Fry a sliced onion in three tablespoonfuls of dripping. Strain out the onion and lay the tongue in the frying-pan. Cook ten minutes, turning twice. Remove to your covered roaster; lay upon the grating and dredge with flour. Pour the fat over it; add a large cupful of boiling water and cook, closely covered, for an hour and a half, basting four times.
Dish the tongue and pour the gravy over it. Send around horseradish sauce with it.
Cook together in a saucepan a tablespoonful, each, of butter and flour until they bubble. Into a,half-pint cup put a couple of teaspoonfuls of vinegar, fill up the cup with boiling water, and turn this on the butter and flour. Stir until thick and smooth. Just before taking from the fire stir in a tablespoonful of grated horseradish. Let it get hot, and serve.
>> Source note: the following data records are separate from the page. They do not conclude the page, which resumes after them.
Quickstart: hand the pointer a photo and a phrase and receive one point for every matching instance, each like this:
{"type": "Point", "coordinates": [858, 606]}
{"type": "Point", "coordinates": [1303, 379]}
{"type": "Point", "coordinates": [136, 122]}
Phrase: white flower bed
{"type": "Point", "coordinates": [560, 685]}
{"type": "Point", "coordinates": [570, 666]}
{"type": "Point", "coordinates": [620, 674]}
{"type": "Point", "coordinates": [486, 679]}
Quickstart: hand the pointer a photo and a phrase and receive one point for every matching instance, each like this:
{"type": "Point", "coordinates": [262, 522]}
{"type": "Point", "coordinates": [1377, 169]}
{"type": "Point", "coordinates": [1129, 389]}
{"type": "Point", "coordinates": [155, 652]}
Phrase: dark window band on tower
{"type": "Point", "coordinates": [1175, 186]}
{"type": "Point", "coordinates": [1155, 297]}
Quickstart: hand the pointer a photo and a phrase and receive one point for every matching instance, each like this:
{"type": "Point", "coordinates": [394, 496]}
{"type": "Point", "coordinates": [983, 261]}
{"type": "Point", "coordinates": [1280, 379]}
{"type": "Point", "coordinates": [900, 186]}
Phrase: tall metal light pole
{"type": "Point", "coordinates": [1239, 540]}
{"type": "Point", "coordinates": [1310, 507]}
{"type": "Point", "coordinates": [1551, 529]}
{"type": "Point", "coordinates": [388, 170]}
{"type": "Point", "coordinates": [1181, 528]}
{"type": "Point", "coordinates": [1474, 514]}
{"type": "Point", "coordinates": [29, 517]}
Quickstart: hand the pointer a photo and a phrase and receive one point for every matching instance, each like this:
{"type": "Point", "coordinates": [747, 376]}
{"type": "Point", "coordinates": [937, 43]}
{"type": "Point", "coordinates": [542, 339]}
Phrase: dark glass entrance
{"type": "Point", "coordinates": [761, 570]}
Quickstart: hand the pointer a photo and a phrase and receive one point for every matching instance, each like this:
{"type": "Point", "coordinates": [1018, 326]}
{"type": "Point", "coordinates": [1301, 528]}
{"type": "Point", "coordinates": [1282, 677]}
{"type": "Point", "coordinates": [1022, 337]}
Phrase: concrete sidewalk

Clean, and boil for an hour, leaving in the water for fifteen minutes after taking it from the fire. Trim neatly. Skewer the tip and root of the tongue together and lay in your covered roaster upon a layer of sliced onion, carrot, celery, tomatoes, and minced parsley. Cover with the same; add a cupful of the water in which the tongue was boiled, fit on your cover and cook slowly for two hours. Dish the tongue and keep hot. Rub gravy and vegetables through the colander, into a saucepan; thicken with browned flour. Lay the tongue in a bake-pan; pour the gravy over it, and set upon the top grating of an oven to brown. Dish, pour the gravy about the tongue and serve. Eat mushroom sauce with it.
Wash the mushrooms, wipe and peel them, then cut into tiny dice. Stir in a little of the gravy from the tongue; season with salt and paprika; add a lump of butter rolled in browned flour and cook two minutes.
A little lemon juice improves the flavor.
This is a good way to warm up the remains of a boiled or roast fresh tongue. Slice, cover with oil and lemon-juice, and leave in the marinade for one hour. Then add salt, pepper, some sliced onion, a little parsley and a few mushrooms cut into halves. Place in a frying-pan and cook slowly for about fifteen minutes, moistening with a tablespoonful of sherry and a little lemon juice; just before taking from the fire add a little brown stock, and a little tomato sauce, well-seasoned.
Wash well and cook in salted, boiling water until a steel skewer goes easily into the thickest part. Leave in the water for fifteen minutes, trim, and lay on a hot dish. Pour sauce tartare over it and send more around with it.